Dr. Lehmann along with his wife also established a number of schools in the region. These also served as establishments for congregation. Dr. Lehmann also worked with the Evangelical Alliance Mission and served as the chairman on board of governors for the Wynberg Allen School. This school provided education to children form displaced Tibetan families living in the Himalayan valley.

== Opposition ==
Throughout his time in India, Lehmann faced opposition for trying to convert Indians to Christianity. In general, there was a lack of enthusiasm about Christianity—even from local Christians—as Indians did not like talking about the crucifixion. From time to time, the hospital and the school were able to influence locals to convert, however, when the villagers would return to their home, some inevitable turned away from Christianity due to the local opposition and resistance.

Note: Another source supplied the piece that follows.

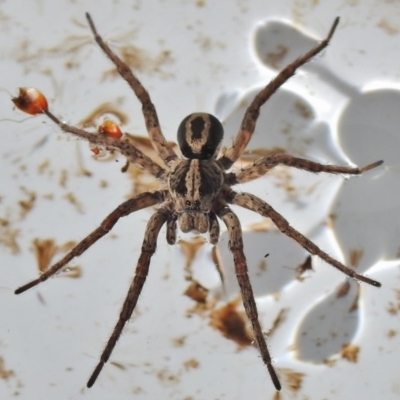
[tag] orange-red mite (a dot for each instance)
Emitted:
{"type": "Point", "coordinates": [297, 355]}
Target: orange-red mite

Multiple parties pressured missionaries in India, such as the Arya Samahajhists, one of the more violent group of protesters. At one point, even the District Magistrate told Lehmann that they would close down his hospital if he continued to preach about Christianity, as he was considered to be taking advantage of those who needed medical help. Despite the opposition, Lehmann continued to preach and distributed Christian literature and films to connect with the people. Most medical evangelists gave full attention to their medical work and left missionary work for the local evangelists. However, Lehmann believed that paying attention to people's souls was just as important as healing them physically, and took a liking to the title "Missionary Medic."

== Legacy ==
The Herbertpur Hospital became a member of the Emmanuel Hospital Association (EHA) in 1973 and continues to serve patients across the Doon valley to this day.

The Lehmanns established the Herbertpur Trust to encourage national evangelism programs.